Italy is one of the biggest producers of hazelnuts in the world. It’s no wonder this nut features quite prominently in many Italian desserts. This recipe is a hazelnut version of my Italian Almond Cookies. With their crunchy exterior and soft, tender centre, these cookies are perfect with your afternoon espresso.

Ingredients:

  • 1 cup sugar
  • 1 cup brown sugar
  • 1 cup vegetable oil
  • 3 tbsp hazelnut extract
  • 3 eggs
  • 3 tsp baking powder
  • 2 1/2 cups hazelnut flour*
  • 2 1/2 cups all-purpose flour
  • 1 cup powdered sugar
  • whole hazelnuts, for garnish

Method:

  1. Preheat oven to 350F and grease baking sheets with non stick spray.
  2. In a bowl, stir together the flour, hazelnut flour and baking powder. Set aside.
  3. Using an electric mixer fitted with the paddle attachment, mix together the sugars and oil.
  4. Add the eggs, one at a time, until fully incorporated. Next, add the hazelnut extract.
  5. Turn the mixer to low and slowly add in the dry ingredients. Mix until fully combined. This is a relatively soft cookie dough.
  6. Form the dough into balls and roll into the powdered sugar. Place about two inches apart on prepared baking sheets. Press a hazelnut into the centre of each cookie.
  7. Bake for 15-17 minutes.
  8. Store completely cooled cookies in an airtight container for up to one week. These hazelnut cookies freeze extremely well. They can be kept in an airtight container in the freezer for up to three months.
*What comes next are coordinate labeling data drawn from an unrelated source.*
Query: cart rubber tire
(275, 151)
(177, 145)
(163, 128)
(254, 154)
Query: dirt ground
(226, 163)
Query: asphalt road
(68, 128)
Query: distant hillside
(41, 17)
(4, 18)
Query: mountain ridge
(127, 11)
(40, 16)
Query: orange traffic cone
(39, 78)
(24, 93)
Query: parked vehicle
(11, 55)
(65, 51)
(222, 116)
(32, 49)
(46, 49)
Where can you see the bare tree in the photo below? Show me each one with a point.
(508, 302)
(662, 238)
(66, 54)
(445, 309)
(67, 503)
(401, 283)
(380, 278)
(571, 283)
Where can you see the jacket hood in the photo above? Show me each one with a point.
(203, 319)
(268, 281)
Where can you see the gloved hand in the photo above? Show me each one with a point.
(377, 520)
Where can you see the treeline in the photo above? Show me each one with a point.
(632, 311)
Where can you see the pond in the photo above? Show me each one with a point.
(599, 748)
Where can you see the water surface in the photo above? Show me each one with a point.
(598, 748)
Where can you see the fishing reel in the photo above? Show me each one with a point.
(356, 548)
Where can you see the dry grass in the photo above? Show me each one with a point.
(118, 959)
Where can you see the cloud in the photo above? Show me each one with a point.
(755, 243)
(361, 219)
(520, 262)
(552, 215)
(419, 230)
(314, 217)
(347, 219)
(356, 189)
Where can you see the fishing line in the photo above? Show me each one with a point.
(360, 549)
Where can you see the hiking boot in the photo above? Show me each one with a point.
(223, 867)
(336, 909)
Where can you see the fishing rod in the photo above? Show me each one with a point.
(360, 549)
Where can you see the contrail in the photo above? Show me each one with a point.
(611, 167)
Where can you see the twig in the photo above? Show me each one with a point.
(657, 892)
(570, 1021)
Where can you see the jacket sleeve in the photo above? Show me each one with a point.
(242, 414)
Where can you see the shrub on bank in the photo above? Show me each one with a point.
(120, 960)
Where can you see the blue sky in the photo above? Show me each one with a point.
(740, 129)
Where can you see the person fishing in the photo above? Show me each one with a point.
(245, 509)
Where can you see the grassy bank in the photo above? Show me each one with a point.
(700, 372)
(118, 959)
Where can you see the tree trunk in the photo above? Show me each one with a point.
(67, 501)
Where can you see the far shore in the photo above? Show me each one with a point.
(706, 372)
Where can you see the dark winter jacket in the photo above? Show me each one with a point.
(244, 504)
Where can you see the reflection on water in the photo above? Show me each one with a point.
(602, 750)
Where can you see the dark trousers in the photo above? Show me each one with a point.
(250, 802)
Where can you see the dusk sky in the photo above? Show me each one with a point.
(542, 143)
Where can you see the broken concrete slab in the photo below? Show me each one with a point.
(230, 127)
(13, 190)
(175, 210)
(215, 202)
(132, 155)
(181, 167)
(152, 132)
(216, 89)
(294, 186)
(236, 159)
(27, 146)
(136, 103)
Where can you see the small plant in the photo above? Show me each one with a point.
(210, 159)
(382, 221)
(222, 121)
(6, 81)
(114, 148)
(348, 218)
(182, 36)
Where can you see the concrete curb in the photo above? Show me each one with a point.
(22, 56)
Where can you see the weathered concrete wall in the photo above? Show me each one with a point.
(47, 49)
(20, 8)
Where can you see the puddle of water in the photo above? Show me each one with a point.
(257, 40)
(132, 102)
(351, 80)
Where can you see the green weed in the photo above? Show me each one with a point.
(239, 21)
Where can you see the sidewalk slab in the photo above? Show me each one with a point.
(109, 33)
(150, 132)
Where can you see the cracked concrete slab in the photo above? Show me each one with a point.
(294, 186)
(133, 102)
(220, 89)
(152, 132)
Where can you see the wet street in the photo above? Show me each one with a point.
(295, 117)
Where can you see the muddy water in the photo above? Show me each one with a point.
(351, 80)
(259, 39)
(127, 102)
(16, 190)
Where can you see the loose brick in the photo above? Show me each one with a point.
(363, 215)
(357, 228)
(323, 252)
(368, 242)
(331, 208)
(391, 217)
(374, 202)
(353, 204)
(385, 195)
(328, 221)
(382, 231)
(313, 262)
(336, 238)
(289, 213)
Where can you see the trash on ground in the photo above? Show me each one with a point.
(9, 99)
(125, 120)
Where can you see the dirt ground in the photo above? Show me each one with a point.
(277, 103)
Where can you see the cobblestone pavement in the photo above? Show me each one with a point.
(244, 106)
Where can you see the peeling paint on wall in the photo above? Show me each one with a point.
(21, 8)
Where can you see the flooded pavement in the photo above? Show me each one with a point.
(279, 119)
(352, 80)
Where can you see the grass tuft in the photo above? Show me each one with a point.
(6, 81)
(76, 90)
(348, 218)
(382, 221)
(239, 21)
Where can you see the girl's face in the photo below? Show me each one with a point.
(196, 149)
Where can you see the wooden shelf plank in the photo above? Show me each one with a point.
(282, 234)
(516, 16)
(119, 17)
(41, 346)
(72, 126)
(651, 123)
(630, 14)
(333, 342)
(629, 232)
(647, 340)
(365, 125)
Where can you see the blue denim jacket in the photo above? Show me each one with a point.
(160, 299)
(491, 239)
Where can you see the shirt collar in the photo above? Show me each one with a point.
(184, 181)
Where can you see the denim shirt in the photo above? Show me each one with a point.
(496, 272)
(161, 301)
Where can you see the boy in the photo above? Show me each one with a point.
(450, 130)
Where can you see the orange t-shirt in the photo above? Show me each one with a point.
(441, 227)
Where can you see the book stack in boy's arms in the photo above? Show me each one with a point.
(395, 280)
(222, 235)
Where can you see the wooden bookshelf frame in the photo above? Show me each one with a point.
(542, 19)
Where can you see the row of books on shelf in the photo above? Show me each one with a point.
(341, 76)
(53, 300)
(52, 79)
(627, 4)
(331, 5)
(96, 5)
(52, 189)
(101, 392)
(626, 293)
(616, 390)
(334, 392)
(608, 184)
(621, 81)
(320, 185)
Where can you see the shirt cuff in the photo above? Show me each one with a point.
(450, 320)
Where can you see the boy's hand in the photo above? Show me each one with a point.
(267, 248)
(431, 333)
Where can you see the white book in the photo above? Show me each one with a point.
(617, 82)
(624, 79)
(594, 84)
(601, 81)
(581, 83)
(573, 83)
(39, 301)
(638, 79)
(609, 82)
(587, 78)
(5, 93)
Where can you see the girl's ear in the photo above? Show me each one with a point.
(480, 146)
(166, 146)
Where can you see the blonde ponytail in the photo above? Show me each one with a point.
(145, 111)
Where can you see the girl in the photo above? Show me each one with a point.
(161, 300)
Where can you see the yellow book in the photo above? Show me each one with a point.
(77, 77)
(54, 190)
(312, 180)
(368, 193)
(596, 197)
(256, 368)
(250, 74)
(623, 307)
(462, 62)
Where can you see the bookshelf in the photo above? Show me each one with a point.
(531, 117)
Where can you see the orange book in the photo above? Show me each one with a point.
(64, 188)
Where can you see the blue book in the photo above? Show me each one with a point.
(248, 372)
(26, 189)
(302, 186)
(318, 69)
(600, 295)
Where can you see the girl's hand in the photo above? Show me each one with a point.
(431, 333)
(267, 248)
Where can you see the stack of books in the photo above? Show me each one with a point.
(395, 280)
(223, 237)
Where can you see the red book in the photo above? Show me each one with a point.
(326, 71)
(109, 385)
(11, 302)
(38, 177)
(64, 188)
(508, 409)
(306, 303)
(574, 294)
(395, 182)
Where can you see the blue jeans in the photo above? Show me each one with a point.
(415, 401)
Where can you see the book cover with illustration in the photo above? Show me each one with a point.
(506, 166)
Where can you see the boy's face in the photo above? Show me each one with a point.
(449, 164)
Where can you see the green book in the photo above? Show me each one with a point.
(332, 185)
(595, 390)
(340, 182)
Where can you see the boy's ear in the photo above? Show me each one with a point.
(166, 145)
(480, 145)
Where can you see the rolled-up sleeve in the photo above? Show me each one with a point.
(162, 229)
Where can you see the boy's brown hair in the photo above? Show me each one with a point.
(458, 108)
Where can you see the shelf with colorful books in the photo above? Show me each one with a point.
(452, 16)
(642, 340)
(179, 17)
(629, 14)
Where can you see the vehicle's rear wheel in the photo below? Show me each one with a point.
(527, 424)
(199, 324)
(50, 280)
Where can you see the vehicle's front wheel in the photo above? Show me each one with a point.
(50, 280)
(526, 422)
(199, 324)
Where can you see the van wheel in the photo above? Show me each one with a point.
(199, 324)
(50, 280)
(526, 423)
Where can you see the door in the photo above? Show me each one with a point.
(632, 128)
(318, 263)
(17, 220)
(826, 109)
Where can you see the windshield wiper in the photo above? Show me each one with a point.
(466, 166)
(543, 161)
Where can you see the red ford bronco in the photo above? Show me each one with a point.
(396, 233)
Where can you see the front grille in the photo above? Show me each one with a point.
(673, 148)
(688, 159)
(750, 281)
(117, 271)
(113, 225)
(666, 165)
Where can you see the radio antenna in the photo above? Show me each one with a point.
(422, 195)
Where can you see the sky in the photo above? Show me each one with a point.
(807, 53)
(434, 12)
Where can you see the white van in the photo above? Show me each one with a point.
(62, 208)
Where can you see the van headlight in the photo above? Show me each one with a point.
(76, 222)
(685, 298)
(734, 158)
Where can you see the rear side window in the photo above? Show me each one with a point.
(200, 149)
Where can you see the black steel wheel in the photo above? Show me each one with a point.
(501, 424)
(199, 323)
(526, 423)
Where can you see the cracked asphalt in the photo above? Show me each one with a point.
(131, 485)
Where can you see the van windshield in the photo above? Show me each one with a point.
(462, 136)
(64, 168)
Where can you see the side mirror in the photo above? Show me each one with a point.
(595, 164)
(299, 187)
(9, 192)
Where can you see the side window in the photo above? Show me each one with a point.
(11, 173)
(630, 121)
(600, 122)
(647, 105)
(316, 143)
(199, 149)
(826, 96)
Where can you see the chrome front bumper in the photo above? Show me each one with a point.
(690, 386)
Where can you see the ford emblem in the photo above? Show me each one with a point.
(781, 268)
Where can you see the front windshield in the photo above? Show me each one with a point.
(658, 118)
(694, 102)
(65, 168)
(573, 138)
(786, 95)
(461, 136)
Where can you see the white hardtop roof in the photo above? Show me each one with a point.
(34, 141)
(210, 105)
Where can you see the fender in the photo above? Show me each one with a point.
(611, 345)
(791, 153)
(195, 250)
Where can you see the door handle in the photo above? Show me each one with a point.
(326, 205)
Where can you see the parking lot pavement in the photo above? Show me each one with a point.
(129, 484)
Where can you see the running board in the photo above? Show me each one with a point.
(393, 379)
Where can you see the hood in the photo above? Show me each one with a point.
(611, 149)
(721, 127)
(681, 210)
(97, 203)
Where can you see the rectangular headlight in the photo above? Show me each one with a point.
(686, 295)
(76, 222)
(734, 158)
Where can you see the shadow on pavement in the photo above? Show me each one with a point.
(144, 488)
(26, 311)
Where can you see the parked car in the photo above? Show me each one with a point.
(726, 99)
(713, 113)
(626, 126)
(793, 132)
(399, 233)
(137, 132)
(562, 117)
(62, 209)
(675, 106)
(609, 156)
*Yield: Approximately 30 cookies

*To make your own hazelnut flour: simply put your nuts into a food processor and process until the nuts turn into a  fine powder. Be careful not to over-grind your nuts or you’ll end up with hazelnut butter!

3 Comments Add yours

  1. mistimaan says:

    Looks yummy

    Liked by 1 person

  2. Raffaela says:

    Tried this recipe for the first time today!! Taste is very good, the only thing I found was that the dough was extremely soft so I decided to do a few as a test and they spread into a crunchy biscuit, so I adjusted both the hazelnut and flour amounts. There still was not a good rise on these cookies and I will definitely be adjusting the recipe when I do another bake, also I made double the amount that was given!! I have worked in a bakery for over 20 years and I am always looking for different cookies, especially ones that are made with hazelnuts.!!

    Liked by 1 person

    1. Hi…thanks for the feedback. I’ve never had any of those issues with this recipe. I’m sorry to hear they didn’t turn out…I’m wondering if the fact that you doubled the recipe might have had something to do with that. Also, refrigerating the dough before rolling it into balls might help with spreading.